Le blasonnement est la description en langage héraldique des figures et couleurs de l’écu.

Coupé emmanché de deux pièces engrêlées d’azur sur une et deux demies de sinople, au filet sur le trait de partition, d’argent, tréflé de même aux pointes des deux pièces d’azur : au premier chargé d’une couronne de huit épis de millet d’or, ployés sur leur dextre et adossés, la tige de chaque épi brochant sur celle de l’épi qui le précède, la couronne mouvant de la pointe de sinople ; au second chargé d’une serpette à tailler la vigne d’argent emmanchée d’or, ayant pour poinçon un flanchis de sable.

Devise : PAX NOBISCUM

Soutiens : deux jonquilles d’or tigées et feuillée chacune d’une pièce de sinople passées en sautoir derrière l’écu, les fleurs adossées.

SYMBOLIQUE

Les épis de millet stylisés rappellent l’étymologie du nom de la commune. En effet, tout comme Pennessières en Haute-Saône, Pannessières désigne à l’origine un lieu où l’on cultivait une céréale dénommée panais ou panil, « millet à grappes » (en latin : panicium).

Ces épis sont assemblés de manière à former un soleil qui semble se lever derrière le sommet des collines qui dominent le village, dont la Pierre à Dieu, stylisée au centre; la découpe en festons souligne que ces collines sont boisées.


Comme ces collines sont à l’est de la commune, on a donc un soleil levant, symbole d’espoir et d’avenir radieux.


Dans la partie inférieure, la serpette de vigneron évoque les vignes qui s’étendent au pied du village. Plutôt qu’une banale grappe de raisin, c’est un authentique élément du patrimoine local dont on a repris le dessin : en effet, cette serpette figure sur les armoiries qu’une famille vigneronne a fait sculpter sur sa dalle funéraire, dans l’église, en 1677, soit un an avant le rattachement définitif de la Franche-Comté à la France. La présence de cette serpette sur le blason communal constitue un hommage aux vignerons d’antan qui ont donné au village son aspect caractéristique.

armoiries vigneronnes, pierre tombale de l'église de Pannessières

armoiries vigneronnes, pierre tombale de l'église de Pannessières

Sur la lame de l’outil, on a ajouté une marque en forme de croix de saint André (croix en x), ancien emblème comtois que l’on retrouve sur de nombreuses plaques de cheminée par exemple, et qui rappelle l’ancienne domination des Rois d’Espagne et l’appartenance à la Franche-Comté.

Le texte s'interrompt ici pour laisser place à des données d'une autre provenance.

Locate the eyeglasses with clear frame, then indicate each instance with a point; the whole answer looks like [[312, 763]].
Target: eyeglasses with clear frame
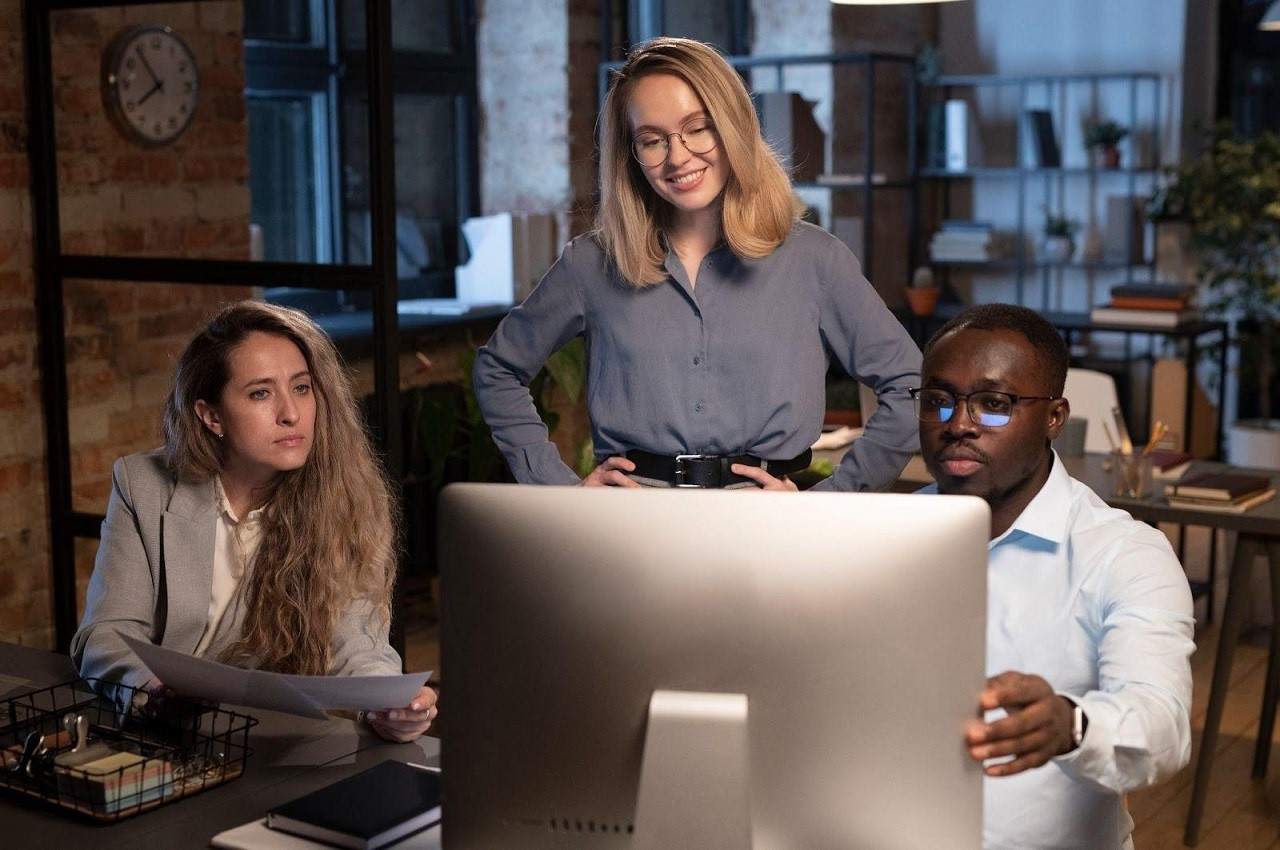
[[652, 149], [987, 407]]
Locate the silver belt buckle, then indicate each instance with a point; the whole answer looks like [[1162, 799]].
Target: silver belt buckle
[[680, 470]]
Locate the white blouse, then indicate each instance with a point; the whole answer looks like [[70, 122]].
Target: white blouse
[[234, 543]]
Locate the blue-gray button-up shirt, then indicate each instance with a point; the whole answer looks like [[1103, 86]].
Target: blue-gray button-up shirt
[[736, 366]]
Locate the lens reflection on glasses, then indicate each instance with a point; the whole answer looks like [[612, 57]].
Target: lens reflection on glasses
[[986, 408]]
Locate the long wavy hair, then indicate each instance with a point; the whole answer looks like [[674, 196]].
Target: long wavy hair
[[758, 206], [328, 528]]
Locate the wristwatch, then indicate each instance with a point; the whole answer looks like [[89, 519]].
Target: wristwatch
[[1079, 725]]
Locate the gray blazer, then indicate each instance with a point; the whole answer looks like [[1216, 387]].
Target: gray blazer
[[154, 574]]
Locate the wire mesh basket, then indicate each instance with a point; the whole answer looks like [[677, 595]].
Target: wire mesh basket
[[95, 749]]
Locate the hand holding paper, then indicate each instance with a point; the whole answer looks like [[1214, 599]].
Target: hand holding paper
[[305, 695]]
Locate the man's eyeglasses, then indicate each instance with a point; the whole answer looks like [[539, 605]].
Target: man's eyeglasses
[[652, 149], [987, 408]]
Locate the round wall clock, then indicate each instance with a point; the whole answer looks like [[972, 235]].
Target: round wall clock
[[150, 85]]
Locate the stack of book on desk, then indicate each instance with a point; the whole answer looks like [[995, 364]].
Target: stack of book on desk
[[964, 242], [1151, 305], [1225, 492], [1169, 466]]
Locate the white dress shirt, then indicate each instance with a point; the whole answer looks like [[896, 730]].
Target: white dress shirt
[[1097, 604], [234, 544]]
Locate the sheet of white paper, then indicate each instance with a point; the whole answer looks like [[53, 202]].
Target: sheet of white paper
[[489, 275], [305, 695]]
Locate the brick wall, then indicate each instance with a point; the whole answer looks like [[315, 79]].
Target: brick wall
[[190, 199]]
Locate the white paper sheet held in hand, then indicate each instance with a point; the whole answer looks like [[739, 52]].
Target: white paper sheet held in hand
[[305, 695]]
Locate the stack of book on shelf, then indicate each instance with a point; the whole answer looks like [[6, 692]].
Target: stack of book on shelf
[[1224, 492], [1150, 305], [965, 242]]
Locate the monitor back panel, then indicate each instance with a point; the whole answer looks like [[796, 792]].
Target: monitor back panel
[[855, 624]]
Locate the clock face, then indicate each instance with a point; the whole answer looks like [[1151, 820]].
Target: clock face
[[150, 85]]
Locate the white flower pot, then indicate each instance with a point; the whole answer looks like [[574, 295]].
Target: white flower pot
[[1255, 442], [1057, 248]]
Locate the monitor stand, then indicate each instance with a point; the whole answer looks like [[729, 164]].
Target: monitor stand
[[694, 776]]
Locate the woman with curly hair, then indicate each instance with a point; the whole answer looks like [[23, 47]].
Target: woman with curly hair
[[263, 533]]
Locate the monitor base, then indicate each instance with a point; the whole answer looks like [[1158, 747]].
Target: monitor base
[[694, 776]]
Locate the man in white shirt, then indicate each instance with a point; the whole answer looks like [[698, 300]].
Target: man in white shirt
[[1089, 616]]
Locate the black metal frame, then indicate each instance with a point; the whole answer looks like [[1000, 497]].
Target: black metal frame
[[868, 188], [53, 268], [1055, 87]]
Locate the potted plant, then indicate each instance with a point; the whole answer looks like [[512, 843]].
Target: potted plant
[[1229, 196], [1059, 237], [922, 296], [1104, 138]]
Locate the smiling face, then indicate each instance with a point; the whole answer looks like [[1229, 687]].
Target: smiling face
[[1006, 465], [266, 414], [664, 104]]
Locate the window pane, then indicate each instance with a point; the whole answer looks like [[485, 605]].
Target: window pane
[[279, 19], [709, 22], [426, 213], [416, 24], [286, 201]]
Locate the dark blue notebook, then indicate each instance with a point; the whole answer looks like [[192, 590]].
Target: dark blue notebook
[[370, 809]]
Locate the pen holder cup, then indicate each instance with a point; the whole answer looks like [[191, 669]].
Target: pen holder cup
[[1130, 475]]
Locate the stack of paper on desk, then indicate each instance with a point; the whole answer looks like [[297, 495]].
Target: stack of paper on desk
[[305, 695]]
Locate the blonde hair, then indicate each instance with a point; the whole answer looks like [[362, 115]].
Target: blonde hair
[[328, 528], [759, 208]]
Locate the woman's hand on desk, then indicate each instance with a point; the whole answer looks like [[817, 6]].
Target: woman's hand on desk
[[406, 723], [611, 473], [762, 478]]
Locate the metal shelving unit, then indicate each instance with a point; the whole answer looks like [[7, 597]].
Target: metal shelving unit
[[1054, 87]]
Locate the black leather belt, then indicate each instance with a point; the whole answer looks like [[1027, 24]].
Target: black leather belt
[[709, 470]]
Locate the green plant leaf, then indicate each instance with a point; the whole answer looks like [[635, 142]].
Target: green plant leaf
[[585, 461]]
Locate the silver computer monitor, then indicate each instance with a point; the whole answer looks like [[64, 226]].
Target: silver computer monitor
[[778, 670]]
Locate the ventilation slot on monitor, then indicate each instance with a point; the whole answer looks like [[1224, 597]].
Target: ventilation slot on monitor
[[599, 827]]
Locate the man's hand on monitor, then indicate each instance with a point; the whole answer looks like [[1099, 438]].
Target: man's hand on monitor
[[1037, 729], [611, 473], [762, 478], [406, 723]]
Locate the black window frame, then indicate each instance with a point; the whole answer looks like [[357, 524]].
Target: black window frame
[[324, 65]]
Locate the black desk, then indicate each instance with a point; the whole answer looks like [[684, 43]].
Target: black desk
[[291, 755]]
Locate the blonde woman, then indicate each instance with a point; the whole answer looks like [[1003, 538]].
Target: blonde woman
[[708, 307], [261, 534]]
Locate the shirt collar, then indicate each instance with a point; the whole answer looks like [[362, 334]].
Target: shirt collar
[[1046, 515], [224, 505]]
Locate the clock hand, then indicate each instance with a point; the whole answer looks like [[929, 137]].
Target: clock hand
[[154, 90], [147, 65]]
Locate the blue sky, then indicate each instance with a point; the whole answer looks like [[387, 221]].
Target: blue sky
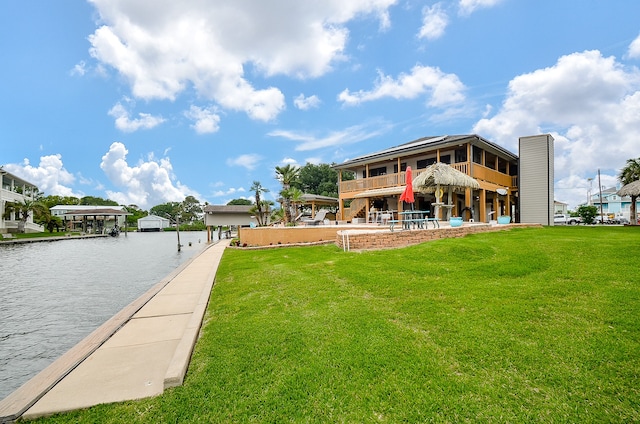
[[146, 102]]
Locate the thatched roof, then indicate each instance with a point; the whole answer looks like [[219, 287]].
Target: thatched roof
[[441, 175], [631, 189]]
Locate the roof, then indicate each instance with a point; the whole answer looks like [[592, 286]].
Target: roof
[[425, 144], [20, 181], [152, 218], [98, 212], [85, 207], [227, 208]]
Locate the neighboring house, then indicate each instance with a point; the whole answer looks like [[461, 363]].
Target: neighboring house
[[226, 215], [612, 204], [90, 218], [153, 223], [380, 178], [14, 189]]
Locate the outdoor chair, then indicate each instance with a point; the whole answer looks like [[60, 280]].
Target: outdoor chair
[[319, 218]]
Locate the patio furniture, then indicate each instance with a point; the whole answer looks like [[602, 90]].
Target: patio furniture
[[319, 218], [455, 221]]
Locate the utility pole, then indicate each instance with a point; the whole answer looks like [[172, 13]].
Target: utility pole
[[600, 188]]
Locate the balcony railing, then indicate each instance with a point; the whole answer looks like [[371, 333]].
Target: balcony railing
[[398, 179]]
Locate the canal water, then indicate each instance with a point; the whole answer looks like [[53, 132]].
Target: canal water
[[54, 294]]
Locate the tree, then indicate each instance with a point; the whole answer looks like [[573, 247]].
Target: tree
[[587, 213], [294, 195], [262, 212], [191, 210], [259, 209], [240, 202], [629, 174], [166, 210], [287, 175]]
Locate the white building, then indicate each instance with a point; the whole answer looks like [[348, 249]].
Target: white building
[[153, 223], [14, 189]]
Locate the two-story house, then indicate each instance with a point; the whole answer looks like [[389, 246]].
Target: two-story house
[[613, 205], [380, 178], [14, 189]]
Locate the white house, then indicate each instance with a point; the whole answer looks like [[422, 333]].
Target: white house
[[152, 223], [14, 189]]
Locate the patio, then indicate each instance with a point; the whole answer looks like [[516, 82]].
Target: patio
[[360, 236]]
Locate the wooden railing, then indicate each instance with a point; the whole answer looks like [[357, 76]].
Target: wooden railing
[[392, 180]]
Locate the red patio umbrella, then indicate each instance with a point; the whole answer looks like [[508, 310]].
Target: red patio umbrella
[[407, 194]]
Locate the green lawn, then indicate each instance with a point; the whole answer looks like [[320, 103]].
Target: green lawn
[[529, 325]]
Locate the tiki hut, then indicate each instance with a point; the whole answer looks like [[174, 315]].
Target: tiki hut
[[633, 190], [440, 176]]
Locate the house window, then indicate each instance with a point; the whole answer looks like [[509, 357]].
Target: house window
[[490, 160], [421, 164], [477, 155], [374, 172], [461, 155], [502, 165], [403, 167]]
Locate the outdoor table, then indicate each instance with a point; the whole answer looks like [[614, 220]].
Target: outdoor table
[[417, 218], [379, 216]]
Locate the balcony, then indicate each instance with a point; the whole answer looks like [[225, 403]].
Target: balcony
[[398, 179]]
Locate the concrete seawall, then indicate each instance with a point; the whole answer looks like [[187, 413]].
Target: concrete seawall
[[139, 352]]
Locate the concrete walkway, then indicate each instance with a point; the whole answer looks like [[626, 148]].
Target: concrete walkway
[[138, 353]]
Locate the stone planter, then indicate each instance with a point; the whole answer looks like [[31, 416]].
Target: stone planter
[[455, 221], [504, 219]]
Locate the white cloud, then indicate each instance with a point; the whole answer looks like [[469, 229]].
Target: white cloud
[[442, 89], [589, 103], [126, 124], [147, 184], [469, 6], [163, 48], [634, 49], [229, 192], [306, 103], [314, 160], [50, 176], [249, 161], [206, 120], [434, 22]]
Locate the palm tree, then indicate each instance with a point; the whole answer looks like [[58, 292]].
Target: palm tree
[[262, 212], [287, 175], [629, 174], [294, 195], [257, 210]]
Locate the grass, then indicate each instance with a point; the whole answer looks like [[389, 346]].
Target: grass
[[530, 325]]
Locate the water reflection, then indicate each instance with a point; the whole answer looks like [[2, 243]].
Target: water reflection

La serpette est flanquée de deux petits trèfles qui évoquent les pâturages, tandis que la couleur argent de ces trèfles et du filet ondulé évoque la production laitière destinée notamment au Comté, fleuron de notre patrimoine gastronomique.


Le vert (sinople) évoque forêts, cultures et pâturages.


La devise reprend un graffiti relevé par Pierre Lacroix sur la base du clocher, à côté de la porte : PAX NOBISCUM, “la paix soit avec nous”.


Le fait que la devise soit en latin rappelle également la présence d’une importante villa gallo-romaine à Pannessières, au lieu-dit « en Marcenay ».


De part et d’autre de l’écu, deux jonquilles, figurées de profil pour une meilleure identification, apparaissent en raison de leur importance emblématique locale : le village est en effet réputé pour ses jonquilles, fleurs qui ont donné leur nom à une fête locale, ainsi qu’au club du 3e âge. Elles constituent donc un parfait symbole pour représenter un village accueillant et convivial, où il fait bon vivre ensemble.

SOURCES

Parmi les nombreuses sources consultées, citons :

Stéphane GENDRON, Les noms de lieux en France. Essai de toponymie, Paris, 2003, p. 226.

Pierre LACROIX, Eglises jurassiennes romanes et gothiques, Besançon, 1981, p. 203-204.

Alphonse ROUSSET, Dictionnaire géographique, historique et statistique… du Jura, t. V, Lons-le-Saunier, 1857, p. 28-31.

Gérard TAVERDET, Les noms de lieux du Jura, Fontaine-lès-Dijon, 1986, p. 59.

Sans oublier les nombreuses informations et photographies transmises par M. Claude CHAMOUTON, maire.